Programs often use memory buffers to capture input and process data. In some cases (particularly in C or C++ programs) it may be possible to perform an operation, but either read from or write to a memory location that is outside of the intended boundary of the buffer. In many cases this can lead to an extremely serious security vulnerability. This is such a common problem that it has a CWE identifier, CWE-119. Exceeding buffer bounds is a problem with a program’s internal implementation, but it’s such a common and serious problem that I’ve placed this information in its own chapter.

There are many variations of a failure to restrict operations to buffer bounds. A subcategory of exceeding buffer bounds is a buffer overflow. The term buffer overflow has a number of varying definitions. For our purposes, a buffer overflow occurs if a program attempts to write more data in a buffer than it can hold or write into a memory area outside the boundaries of the buffer.
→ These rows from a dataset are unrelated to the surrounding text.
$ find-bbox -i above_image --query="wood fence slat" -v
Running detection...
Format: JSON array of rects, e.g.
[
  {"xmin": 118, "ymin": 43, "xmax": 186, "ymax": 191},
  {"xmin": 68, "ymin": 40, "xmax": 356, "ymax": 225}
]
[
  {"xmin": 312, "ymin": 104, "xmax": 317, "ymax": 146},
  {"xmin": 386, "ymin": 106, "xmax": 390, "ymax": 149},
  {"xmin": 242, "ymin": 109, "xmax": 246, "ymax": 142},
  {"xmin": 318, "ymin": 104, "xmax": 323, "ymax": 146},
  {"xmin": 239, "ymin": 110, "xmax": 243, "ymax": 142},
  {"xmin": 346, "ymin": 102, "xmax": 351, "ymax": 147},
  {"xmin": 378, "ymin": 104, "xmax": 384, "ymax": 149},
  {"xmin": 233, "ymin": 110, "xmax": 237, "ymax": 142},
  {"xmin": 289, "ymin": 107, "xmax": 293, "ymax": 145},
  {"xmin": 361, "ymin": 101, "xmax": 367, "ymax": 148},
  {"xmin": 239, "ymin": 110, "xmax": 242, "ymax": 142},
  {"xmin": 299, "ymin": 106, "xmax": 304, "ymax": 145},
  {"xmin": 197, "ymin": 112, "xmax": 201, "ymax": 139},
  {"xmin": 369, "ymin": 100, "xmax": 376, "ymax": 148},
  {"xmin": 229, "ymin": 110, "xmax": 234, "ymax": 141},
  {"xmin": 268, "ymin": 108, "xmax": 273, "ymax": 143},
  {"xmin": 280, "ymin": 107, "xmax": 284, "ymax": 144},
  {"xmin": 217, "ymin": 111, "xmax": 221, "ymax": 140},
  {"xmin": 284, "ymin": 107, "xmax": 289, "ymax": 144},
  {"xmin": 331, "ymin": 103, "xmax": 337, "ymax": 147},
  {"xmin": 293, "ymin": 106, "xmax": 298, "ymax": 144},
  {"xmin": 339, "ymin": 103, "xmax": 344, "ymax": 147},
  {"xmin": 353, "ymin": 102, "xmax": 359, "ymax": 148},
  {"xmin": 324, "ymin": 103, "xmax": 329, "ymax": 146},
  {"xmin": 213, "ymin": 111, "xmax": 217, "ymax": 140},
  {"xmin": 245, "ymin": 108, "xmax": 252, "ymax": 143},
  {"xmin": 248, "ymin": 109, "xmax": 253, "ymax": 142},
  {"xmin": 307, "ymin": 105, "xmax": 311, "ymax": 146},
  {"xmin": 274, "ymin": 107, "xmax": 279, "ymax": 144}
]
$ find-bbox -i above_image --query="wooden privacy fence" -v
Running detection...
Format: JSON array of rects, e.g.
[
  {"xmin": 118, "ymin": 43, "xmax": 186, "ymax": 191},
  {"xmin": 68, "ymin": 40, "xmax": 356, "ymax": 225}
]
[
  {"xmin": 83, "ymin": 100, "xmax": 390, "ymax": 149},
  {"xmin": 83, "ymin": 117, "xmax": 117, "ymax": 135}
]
A particularly common situation is writing character data beyond the end of a buffer (through copying or generation). A buffer overflow can occur when reading input from the user into a buffer, but it can also occur during other kinds of processing in a program. Buffer overflows are also called buffer overruns. This subcategory is such a common problem that it has its own CWE identifier, CWE-120.

Buffer overflows are an extremely common and dangerous security flaw, and in many cases a buffer overlow can lead immediately to an attacker having complete control over the vulnerable program. To give you an idea of how important this subject is, at the CERT, 9 of 13 advisories in 1998 and at least half of the 1999 advisories involved buffer overflows. An informal 1999 survey on Bugtraq found that approximately 2/3 of the respondents felt that buffer overflows were the leading cause of system security vulnerability (the remaining respondents identified “mis-configuration” as the leading cause) [Cowan 1999]. This is an old, well-known problem, yet it continues to resurface [McGraw 2000].
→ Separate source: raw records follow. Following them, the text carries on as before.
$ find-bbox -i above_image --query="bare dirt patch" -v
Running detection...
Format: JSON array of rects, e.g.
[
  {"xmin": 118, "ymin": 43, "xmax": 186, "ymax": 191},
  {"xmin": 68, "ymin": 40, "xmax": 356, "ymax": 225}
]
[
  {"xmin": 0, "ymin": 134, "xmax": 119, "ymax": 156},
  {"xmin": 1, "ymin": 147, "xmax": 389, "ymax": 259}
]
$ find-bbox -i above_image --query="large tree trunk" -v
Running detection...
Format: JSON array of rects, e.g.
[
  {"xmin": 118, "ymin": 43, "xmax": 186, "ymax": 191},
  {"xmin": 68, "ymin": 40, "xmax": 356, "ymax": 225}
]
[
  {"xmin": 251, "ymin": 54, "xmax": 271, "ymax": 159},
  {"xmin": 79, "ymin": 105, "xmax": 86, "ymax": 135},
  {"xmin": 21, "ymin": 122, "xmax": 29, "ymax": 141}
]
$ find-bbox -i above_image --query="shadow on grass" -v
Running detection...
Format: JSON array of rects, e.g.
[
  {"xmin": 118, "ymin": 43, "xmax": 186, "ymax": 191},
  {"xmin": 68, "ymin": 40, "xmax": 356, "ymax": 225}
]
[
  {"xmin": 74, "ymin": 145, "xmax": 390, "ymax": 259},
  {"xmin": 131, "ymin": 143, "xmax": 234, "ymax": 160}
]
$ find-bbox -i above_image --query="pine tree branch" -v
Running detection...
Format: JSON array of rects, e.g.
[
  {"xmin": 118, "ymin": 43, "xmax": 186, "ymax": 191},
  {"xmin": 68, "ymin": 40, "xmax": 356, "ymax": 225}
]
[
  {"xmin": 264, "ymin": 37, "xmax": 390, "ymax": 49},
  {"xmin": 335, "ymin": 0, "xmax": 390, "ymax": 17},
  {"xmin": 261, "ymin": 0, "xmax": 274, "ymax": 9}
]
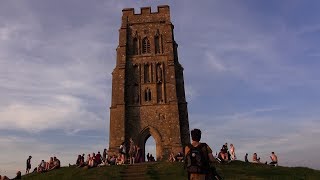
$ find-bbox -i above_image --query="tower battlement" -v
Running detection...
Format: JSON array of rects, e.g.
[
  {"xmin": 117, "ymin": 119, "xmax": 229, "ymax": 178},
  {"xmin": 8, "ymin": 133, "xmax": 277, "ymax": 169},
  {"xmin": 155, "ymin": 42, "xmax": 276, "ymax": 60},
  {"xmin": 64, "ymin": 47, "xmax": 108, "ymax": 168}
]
[
  {"xmin": 122, "ymin": 5, "xmax": 170, "ymax": 16},
  {"xmin": 121, "ymin": 5, "xmax": 171, "ymax": 27}
]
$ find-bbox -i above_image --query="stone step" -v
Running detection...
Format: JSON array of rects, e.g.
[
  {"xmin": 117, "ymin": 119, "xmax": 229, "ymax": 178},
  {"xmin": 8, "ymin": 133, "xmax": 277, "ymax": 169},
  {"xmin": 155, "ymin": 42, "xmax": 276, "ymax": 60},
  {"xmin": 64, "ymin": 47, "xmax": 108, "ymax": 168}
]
[{"xmin": 119, "ymin": 162, "xmax": 164, "ymax": 180}]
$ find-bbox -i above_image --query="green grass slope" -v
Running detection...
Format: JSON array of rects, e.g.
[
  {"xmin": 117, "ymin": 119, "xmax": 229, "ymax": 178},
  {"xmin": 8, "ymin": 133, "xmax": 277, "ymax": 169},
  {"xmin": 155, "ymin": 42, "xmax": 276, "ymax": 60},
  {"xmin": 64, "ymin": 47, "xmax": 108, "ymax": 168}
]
[{"xmin": 23, "ymin": 161, "xmax": 320, "ymax": 180}]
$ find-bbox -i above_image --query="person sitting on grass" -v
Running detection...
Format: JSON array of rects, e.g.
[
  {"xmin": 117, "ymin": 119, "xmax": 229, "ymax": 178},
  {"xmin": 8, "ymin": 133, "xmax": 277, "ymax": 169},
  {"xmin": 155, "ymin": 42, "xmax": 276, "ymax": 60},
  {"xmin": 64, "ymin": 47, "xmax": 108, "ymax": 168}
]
[
  {"xmin": 77, "ymin": 155, "xmax": 85, "ymax": 168},
  {"xmin": 81, "ymin": 154, "xmax": 85, "ymax": 165},
  {"xmin": 252, "ymin": 153, "xmax": 262, "ymax": 163},
  {"xmin": 32, "ymin": 167, "xmax": 38, "ymax": 173},
  {"xmin": 149, "ymin": 154, "xmax": 155, "ymax": 162},
  {"xmin": 109, "ymin": 155, "xmax": 116, "ymax": 165},
  {"xmin": 168, "ymin": 152, "xmax": 176, "ymax": 162},
  {"xmin": 49, "ymin": 157, "xmax": 60, "ymax": 170},
  {"xmin": 2, "ymin": 175, "xmax": 10, "ymax": 180},
  {"xmin": 76, "ymin": 155, "xmax": 82, "ymax": 166},
  {"xmin": 88, "ymin": 153, "xmax": 97, "ymax": 168},
  {"xmin": 45, "ymin": 157, "xmax": 54, "ymax": 171},
  {"xmin": 217, "ymin": 149, "xmax": 229, "ymax": 163},
  {"xmin": 221, "ymin": 143, "xmax": 229, "ymax": 161},
  {"xmin": 12, "ymin": 171, "xmax": 22, "ymax": 180},
  {"xmin": 86, "ymin": 154, "xmax": 91, "ymax": 165},
  {"xmin": 96, "ymin": 152, "xmax": 102, "ymax": 165},
  {"xmin": 269, "ymin": 152, "xmax": 278, "ymax": 166},
  {"xmin": 175, "ymin": 152, "xmax": 184, "ymax": 162},
  {"xmin": 116, "ymin": 153, "xmax": 123, "ymax": 165},
  {"xmin": 38, "ymin": 160, "xmax": 46, "ymax": 172}
]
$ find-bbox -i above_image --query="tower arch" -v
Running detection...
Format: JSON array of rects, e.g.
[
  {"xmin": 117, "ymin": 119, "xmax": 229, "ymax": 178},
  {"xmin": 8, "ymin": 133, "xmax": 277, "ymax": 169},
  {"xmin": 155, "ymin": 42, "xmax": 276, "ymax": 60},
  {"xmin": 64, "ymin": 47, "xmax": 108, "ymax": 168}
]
[{"xmin": 137, "ymin": 126, "xmax": 162, "ymax": 160}]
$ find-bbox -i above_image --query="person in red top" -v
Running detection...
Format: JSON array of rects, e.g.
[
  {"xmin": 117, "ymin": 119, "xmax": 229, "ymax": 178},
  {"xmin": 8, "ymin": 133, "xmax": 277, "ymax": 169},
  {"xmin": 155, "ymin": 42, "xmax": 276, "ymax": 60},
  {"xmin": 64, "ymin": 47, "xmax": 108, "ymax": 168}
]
[{"xmin": 95, "ymin": 151, "xmax": 102, "ymax": 165}]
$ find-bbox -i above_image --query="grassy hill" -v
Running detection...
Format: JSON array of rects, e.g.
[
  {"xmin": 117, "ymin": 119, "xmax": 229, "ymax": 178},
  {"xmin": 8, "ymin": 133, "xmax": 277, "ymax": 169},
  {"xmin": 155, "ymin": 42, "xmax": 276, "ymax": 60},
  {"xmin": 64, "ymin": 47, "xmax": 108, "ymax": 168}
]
[{"xmin": 23, "ymin": 161, "xmax": 320, "ymax": 180}]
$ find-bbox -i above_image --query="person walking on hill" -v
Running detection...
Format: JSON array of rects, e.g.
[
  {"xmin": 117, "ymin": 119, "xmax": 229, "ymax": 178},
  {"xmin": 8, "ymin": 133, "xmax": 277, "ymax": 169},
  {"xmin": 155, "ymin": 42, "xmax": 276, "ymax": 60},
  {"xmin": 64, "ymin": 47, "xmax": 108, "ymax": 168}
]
[
  {"xmin": 245, "ymin": 153, "xmax": 249, "ymax": 163},
  {"xmin": 185, "ymin": 128, "xmax": 221, "ymax": 180},
  {"xmin": 26, "ymin": 156, "xmax": 32, "ymax": 174}
]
Attacks that exploit a buffer overflow vulnerability are often named depending on where the buffer is, e.g., a “stack smashing” attack attacks a buffer on the stack, while a “heap smashing” attack attacks a buffer on the heap (memory that is allocated by operators such as malloc and new). More details can be found from Aleph1 [1996], Mudge [1995], LSD [2001], or the Nathan P. Smith’s Stack Smashing Security Vulnerabilities website at http://destroy.net/machines/security/. A discussion of the problem and some ways to counter them is given by Crispin Cowan et al, 2000, at http://immunix.org/StackGuard/discex00.pdf. A discussion of the problem and some ways to counter them in Linux is given by Pierre-Alain Fayolle and Vincent Glaume at http://www.enseirb.fr/~glaume/indexen.html.
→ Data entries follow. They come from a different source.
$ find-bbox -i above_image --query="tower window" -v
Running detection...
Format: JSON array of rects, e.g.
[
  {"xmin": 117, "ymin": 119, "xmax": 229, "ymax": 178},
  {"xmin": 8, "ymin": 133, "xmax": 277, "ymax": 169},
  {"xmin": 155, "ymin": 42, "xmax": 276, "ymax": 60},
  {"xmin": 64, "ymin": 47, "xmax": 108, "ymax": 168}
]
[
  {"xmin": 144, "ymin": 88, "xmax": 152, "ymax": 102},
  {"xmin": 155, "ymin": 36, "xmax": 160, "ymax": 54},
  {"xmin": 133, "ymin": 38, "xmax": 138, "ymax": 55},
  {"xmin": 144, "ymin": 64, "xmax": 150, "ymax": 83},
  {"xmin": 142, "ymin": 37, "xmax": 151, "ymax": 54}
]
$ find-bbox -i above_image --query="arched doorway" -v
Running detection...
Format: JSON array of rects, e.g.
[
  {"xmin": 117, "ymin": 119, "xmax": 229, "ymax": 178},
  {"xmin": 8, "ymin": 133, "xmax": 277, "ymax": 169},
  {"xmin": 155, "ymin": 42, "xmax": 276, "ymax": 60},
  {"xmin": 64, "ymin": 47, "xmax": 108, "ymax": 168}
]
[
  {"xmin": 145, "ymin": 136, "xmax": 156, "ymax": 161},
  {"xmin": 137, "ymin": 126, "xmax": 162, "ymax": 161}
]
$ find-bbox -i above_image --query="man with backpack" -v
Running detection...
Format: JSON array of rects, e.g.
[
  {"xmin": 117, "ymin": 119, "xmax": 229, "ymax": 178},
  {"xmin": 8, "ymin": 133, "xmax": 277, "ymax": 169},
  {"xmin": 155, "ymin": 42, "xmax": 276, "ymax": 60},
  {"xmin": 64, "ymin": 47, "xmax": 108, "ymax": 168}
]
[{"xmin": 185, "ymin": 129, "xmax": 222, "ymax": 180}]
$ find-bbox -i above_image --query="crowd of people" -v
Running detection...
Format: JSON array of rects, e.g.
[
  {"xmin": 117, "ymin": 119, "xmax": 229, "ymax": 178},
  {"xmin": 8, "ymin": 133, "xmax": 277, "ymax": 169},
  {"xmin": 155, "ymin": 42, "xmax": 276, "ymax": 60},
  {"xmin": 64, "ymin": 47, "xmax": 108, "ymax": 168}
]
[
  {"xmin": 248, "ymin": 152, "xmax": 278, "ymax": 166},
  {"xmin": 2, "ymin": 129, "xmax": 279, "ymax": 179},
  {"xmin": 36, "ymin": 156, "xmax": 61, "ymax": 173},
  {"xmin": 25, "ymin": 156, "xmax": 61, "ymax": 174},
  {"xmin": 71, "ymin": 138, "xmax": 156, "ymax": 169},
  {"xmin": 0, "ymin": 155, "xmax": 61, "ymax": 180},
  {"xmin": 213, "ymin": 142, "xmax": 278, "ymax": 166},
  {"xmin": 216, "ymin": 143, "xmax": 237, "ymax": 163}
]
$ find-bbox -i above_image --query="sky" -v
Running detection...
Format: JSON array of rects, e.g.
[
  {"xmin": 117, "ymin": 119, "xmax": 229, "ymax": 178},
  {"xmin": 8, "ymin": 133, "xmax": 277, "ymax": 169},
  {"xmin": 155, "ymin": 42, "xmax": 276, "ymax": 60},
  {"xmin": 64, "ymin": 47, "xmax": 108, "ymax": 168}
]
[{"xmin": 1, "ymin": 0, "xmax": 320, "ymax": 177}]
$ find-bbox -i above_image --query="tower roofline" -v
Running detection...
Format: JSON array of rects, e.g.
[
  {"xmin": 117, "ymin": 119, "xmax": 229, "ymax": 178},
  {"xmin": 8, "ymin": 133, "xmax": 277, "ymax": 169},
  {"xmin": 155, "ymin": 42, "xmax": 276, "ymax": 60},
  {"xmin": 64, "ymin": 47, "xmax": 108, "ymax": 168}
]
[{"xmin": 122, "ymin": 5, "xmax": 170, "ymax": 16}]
Allowing attackers to read data beyond a buffer boundary can also result in vulnerabilities, and this weakness has its own identifier (CWE-125). For example, the Heartbleed vulnerability was this kind of weakness. The Heartbleed vulnerability in OpenSSL allowed attackers to extract critically-important data such as private keys, and then use them (e.g., so they could impersonate trusted sites).

Figure 6-1. A physical buffer overflow: The Montparnasse derailment of 1895

Most high-level programming languages are essentially immune to exceeding buffer boundaries, either because they automatically resize arrays (this applies to most languages such as Perl), or because they normally detect and prevent buffer overflows (e.g., Ada95). However, the C language provides no protection against such problems, and C++ can be easily used in ways to cause this problem too. Assembly language and Forth also provide no protection, and some languages that normally include such protection (e.g., C#, Ada, and Pascal) can have this protection disabled (for performance reasons). Even if most of your program is written in another language, many library routines are written in C or C++, as well as “glue” code to call them, so other languages often don’t provide as complete a protection from buffer overflows as you'd like.